Le roman se passe en 1842 en Haïti qui est face aux conséquences d'une dette imposée par la France. Tensions entre deux hommes, coercition exercée par l’armée pour faire payer les paysans, « combats pour l'éducation et l'information, duels, batailles rangées de coqs et de chiens, joutes verbales et trocs d'histoires ».
On lira aussi le roman d’Evelyne Trouillot (née en 1954), Désirée Congo (2020) où le mixte Histoire/Fiction, cher à l’écrivaine, explore la période à Saint Domingue, entre 1791 et la cérémonie de Bois Caïman, et 1803, la Bataille de Vertières entraînant 1804, la proclamation de la République d’Haïti. Elle met en exergue, les trois appréciations de la date de 1804, de l’historien Michel-Rolph Trouillot qui éclairent le point de vue de la narration dans ce roman :
« 1804. La fin de l’épopée. Haïti accède à l’indépendance avec près d’un demi-million d’Africains qui se sont libérés par la force des armes.
1804. Les dirigeants racistes de l’Europe et des États-Unis voient avec crainte l’apparition subite et imprévue (malgré les signes) d’un État indépendant, bâti sur les ruines de la colonie la plus rentable que l’Europe ait connue jusque là.
1804. C’était une rupture en avance sur le temps, en avance même je dirais (blasphème !) sur l’Histoire telle que le monde la connaissait. Les conséquences sont aussi nobles que tumultueuses ».
Je souhaiterais terminer cet article par la voix de Yanick Lahens (née en 1953), dans un article à lire entièrement où elle expose tout ce que son pays a subi du fait du néocolonialisme, avec la dette imposée en 1825 par la France [L'Histoire, N° 531. Mai 2025, « Haïti, La Révolution des esclaves »]. Commémoration à l'Hôtel de la Marine du bicentenaire de la dette d'Haïti. C’est sa réponse à la première question qui sera ma conclusion : L’Histoire : Esclavage, catastrophes naturelles, violences et corruption… Comment réagissez-vous lorsque l’on évoque la « malédiction » d’Haïti ?

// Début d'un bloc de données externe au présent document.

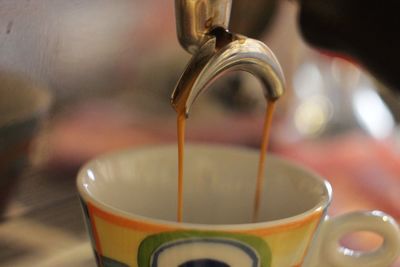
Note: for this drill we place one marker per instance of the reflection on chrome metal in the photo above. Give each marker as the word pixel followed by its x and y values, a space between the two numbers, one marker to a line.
pixel 212 61
pixel 195 19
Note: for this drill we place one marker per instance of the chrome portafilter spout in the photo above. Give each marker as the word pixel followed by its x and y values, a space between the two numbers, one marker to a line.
pixel 202 31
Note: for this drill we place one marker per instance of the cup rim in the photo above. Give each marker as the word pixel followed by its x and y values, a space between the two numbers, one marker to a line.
pixel 318 208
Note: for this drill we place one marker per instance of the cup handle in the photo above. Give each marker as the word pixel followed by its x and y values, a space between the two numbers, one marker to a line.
pixel 331 253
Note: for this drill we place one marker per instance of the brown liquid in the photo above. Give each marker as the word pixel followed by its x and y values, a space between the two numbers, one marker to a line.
pixel 261 163
pixel 181 143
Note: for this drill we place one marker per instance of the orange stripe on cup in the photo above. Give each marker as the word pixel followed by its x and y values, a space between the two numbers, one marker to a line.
pixel 128 223
pixel 155 228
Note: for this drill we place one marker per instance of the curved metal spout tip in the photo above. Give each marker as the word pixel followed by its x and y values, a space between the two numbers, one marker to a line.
pixel 209 63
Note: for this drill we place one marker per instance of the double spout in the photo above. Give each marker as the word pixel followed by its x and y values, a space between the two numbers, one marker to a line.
pixel 202 31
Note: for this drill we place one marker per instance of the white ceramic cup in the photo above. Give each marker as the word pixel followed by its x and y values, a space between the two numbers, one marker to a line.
pixel 130 205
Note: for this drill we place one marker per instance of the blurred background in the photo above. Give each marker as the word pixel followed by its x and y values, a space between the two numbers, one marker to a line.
pixel 110 67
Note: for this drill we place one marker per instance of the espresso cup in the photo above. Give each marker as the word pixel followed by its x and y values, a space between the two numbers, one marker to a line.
pixel 23 104
pixel 129 201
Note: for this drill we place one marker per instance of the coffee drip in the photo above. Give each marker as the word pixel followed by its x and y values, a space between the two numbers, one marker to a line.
pixel 202 28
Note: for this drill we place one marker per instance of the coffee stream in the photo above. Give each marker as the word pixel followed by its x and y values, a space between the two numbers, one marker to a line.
pixel 181 143
pixel 261 165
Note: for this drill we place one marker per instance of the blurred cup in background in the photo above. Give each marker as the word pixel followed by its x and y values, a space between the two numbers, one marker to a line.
pixel 23 105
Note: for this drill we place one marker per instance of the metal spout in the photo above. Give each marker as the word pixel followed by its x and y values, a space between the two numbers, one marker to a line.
pixel 212 61
pixel 196 18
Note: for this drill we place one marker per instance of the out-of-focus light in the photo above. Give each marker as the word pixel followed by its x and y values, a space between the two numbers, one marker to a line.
pixel 91 175
pixel 312 116
pixel 308 81
pixel 372 113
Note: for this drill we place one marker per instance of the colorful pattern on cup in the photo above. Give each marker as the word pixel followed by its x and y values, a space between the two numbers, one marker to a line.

Yanick Lahens : Je refuse d’emblée de parler de fatalité. Un terme dangereux qui en dit long sur l’ignorance entretenue autour de ce pays. Ignorance propre à nourrir des stéréotypes têtus. Je parlerais plutôt de hasards qui ont tissé la trame de notre histoire. Un hasard climatique qui nous a placés sur la route des cyclones, un hasard géologique qui fait d’Haïti une terre traversée d’un réseau de failles. Un hasard géographique qui fait de nous l’« arrière-cour » des États-Unis. Mais le hasard qui compte le plus est de toute évidence celui de l’histoire. Voilà en effet un bout d’île de 27 000 km2 qui a osé défier l’expansion de l’empire français, dont la puissance reposait sur le colonialisme, le racisme et le capitalisme de la dévoration. C’est ce hasard historique, vécu comme un « impensable » (Michel-Rolph Trouillot), qui a biaisé beaucoup de lectures des événements survenus en Haïti et nourri un narratif d’une cécité rassurante sur la fatalité et la malédiction ».

Ana Lucia Araujo, Réparations - Combats pour la mémoire de l’esclavage (XVIIIe-XXIes.), traduction de l'anglais par Souad Degachi et Maxime Shelledy, Le Seuil, "L'Univers historique", avril 2025, 403 pages, 25 euros.